Flow cytometric analysis of CEM and Jurkat T cells transduced with HTLV Tax. Jurkat or CEM cells (10⁶) were infected with lentiviral vectors (MOI = 3) by centrifugation (4 h, 2,500 rpm) in the presence of 8 μg of Polybrene/ml. CEM and Jurkat cells (10⁶) were mock infected as a negative control for apoptosis. Cells were resuspended in IMDM with 10% FBS, stained with Annexin V-PE (AV-PE) and 7-AAD, and analyzed by flow cytometry at 48 and 72 h postinfection. (A) Representative flow cytometric analysis of LV-transduced CEM and Jurkat cells at 72 h postinfection. GFP⁺ cells were gated and analyzed for AV (horizontal axis) and 7-AAD staining (vertical axis). Representative panels of transduced CEM (left column) and Jurkat (right column) cells. The percentage of individual subpopulations in each quadrant is indicated. Cells that are AV-PE single positive (lower right quadrant) and AV-PE⁺ 7-AAD⁺ positive (upper right quadrant) are early- and late-stage apoptotic cells, respectively. (B) Annexin V and 7-AAD staining of Jurkat and CEM cells transduced with LVs. Jurkat and CEM cells were transduced with LVs and GFP⁺ cells were analyzed for AV and 7-AAD staining by flow cytometry. CEM cells (subpanels A and B) and Jurkat cells (subpanels C and D) were analyzed at 48 h (blue bars) or 72 h (purple bars) postinfection. The percentage of GFP⁺ cells that were positive for AV staining (subpanels A and C) or which stained for 7-AAD (subpanels B and D), after infection with HR′CMV-Tax1/GFP transduction (Tax1), HR′CMV-Tax1(−)/GFP [Tax1(−)], HR′CMV-Tax2/GFP (Tax2), or HR′CMV-GFP (GFP) are indicated. Values of AV and 7-AAD expression with HR′CMV-Vpr/GFP (VPR) were significantly higher than those obtained with the other vectors, which in turn were higher than those obtained with medium alone (Mock). The data were compiled from three independent experiments. Statistical analysis was performed by ANOVA (P < 0.005).

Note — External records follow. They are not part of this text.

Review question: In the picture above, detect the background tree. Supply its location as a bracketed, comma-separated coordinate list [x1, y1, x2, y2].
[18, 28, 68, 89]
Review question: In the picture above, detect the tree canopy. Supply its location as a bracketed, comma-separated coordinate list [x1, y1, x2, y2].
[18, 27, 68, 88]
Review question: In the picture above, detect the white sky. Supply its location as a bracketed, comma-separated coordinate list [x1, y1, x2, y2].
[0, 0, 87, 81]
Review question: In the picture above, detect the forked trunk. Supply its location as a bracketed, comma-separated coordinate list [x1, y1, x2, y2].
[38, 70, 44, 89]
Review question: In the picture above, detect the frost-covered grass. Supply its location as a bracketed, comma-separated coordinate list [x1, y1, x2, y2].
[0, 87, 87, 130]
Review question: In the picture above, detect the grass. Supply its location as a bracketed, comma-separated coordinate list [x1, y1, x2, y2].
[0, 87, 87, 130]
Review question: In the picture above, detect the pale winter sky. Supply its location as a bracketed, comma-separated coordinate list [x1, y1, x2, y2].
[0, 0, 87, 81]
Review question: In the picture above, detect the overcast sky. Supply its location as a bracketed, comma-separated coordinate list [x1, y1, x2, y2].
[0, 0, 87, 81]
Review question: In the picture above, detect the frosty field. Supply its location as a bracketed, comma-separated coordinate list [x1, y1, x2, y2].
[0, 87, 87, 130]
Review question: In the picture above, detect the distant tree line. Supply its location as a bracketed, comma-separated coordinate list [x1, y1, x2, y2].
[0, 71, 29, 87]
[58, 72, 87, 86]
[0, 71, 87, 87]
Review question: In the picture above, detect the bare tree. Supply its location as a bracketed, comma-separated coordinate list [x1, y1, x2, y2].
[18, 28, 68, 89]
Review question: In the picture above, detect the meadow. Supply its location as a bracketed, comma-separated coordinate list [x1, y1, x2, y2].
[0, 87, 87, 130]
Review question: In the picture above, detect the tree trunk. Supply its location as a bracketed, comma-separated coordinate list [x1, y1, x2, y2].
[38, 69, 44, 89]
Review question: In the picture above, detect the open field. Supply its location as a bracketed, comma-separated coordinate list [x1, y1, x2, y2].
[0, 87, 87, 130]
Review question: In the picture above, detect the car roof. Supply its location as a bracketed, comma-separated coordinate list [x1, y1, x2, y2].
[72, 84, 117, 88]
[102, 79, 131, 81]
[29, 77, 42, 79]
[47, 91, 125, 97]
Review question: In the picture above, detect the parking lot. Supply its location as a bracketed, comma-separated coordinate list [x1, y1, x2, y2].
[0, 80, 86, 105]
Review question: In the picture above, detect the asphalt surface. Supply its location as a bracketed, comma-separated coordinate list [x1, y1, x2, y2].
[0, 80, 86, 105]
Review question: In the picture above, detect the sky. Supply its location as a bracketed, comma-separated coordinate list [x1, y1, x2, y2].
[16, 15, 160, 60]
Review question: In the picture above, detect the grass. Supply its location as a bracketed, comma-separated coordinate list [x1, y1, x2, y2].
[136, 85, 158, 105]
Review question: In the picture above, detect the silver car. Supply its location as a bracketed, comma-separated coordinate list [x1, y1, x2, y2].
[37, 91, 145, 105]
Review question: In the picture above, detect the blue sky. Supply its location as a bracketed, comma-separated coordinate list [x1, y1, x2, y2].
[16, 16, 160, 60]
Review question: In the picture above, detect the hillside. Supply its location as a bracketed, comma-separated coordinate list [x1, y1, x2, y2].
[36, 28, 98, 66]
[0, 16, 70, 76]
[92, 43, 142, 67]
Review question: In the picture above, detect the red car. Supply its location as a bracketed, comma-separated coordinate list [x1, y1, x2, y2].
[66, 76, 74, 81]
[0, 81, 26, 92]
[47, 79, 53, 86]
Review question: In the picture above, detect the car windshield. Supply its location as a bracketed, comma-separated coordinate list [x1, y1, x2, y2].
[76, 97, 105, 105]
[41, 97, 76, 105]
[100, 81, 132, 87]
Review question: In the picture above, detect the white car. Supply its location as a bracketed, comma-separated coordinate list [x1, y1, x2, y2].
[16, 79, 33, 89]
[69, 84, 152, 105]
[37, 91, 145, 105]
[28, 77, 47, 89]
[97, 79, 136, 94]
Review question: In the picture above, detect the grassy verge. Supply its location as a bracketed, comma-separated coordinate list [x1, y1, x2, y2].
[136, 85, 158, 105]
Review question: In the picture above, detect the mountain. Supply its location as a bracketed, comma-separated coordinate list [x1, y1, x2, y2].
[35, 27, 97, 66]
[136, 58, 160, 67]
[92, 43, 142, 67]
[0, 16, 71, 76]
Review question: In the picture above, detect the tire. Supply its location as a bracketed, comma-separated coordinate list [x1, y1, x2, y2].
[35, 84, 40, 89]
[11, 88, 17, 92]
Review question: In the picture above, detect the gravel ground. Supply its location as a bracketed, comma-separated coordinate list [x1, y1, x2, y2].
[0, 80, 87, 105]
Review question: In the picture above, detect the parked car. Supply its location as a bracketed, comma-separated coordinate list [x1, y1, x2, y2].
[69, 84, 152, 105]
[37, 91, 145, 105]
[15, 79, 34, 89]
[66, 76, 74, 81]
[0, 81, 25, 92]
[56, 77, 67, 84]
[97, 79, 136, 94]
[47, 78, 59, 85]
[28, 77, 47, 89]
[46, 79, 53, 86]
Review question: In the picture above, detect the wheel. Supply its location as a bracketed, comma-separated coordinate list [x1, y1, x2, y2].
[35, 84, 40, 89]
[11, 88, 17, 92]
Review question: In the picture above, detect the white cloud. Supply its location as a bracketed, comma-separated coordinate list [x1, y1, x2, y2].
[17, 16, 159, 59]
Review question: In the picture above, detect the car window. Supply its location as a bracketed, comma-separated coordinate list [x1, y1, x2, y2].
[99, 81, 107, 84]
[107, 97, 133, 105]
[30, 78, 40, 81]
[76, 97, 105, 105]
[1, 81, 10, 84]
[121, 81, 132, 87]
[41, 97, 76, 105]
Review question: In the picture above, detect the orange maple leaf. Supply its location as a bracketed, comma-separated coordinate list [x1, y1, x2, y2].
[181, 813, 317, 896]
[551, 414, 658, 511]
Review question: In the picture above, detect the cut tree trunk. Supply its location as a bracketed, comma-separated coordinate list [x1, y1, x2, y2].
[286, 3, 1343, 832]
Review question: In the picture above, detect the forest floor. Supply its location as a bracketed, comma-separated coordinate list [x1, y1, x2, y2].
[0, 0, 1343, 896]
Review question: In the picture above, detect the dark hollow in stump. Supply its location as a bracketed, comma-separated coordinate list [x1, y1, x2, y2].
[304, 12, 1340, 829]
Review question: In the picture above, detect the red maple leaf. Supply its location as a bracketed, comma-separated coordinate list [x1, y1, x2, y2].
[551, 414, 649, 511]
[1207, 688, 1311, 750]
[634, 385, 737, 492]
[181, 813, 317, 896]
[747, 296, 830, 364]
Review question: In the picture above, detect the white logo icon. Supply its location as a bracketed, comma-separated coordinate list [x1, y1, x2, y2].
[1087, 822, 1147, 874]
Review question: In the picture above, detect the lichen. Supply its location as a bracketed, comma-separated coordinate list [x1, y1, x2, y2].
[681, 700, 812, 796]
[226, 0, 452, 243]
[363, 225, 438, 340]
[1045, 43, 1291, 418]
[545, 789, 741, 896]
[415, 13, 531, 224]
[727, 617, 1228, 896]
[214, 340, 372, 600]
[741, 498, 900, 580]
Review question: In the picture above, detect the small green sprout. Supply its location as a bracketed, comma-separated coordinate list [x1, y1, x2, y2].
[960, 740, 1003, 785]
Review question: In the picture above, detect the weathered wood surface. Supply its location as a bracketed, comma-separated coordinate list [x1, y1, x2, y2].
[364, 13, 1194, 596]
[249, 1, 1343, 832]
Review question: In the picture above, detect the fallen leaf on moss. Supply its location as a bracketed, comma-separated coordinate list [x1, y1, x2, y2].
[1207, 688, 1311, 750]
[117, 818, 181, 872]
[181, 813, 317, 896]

Clonogenic colony-forming activity of lentiviral vector- transduced CD34⁺ cells. GFP⁺ CD34⁺ cells were purified by FACS, and isolated cells (10³) were plated in 10-mm dishes containing 2 ml of MethoCult H4433. Mature colony types were identified by morphology as granulocyte-macrophage CFU (CFU-GM), burst forming unit-erythroid (BFU-E), or highly proliferative pluripotent type (HPP-CFC), as previously described (31). (A) Total number of myeloid, erythroid and pluripotential colonies per CD34⁺ GFP⁺ cells (10³) plated was determined at 14 days postplating. Purified CD34⁺ GFP⁺ cell samples were plated in triplicate. Each column represents a separate sorting experiment. Colony-forming activities were assayed four times for each transduction, except for Tax1(−) and Tax2-transduced CD34⁺ cells, which were assayed three times (sorting experiments 2, 3, and 4). Transduction of CD34⁺ cells with HR′CMV-Vpr/GFP resulted in no colony formation in FACS experiments 1 and 4 and is indicated by an asterisk. (B) Relative distribution of clonogenic colonies. Colonies were analyzed by morphology and characterized as CFU-GM, BFU-E, or HPP-CFC. The average numbers of CFU-GM colonies that arose per 10³ purified CD34⁺ GFP⁺ cells plated were 38.8 (Mock), 24.4 (GFP), 7.3 (Tax1), 21.2 [Tax1(−)], and 21.4 (Tax2). The average numbers of BFU-E colonies arising per 10³ CD34⁺ GFP+ cells plated were 14.9 (Mock), 9.0 (GFP), 2.8 (Tax1), 8.0 [Tax1(−)], and 8.3 (Tax2). The average numbers of CFU-HPP colonies arising per 10³ CD34⁺ GFP⁺ cells plated were 6.0 (Mock), 3.6 (GFP), 1.2 (Tax1), 3.2 [Tax1(−)], and 3.3 (Tax2). Statistical analysis was performed by ANOVA (P < 0.005).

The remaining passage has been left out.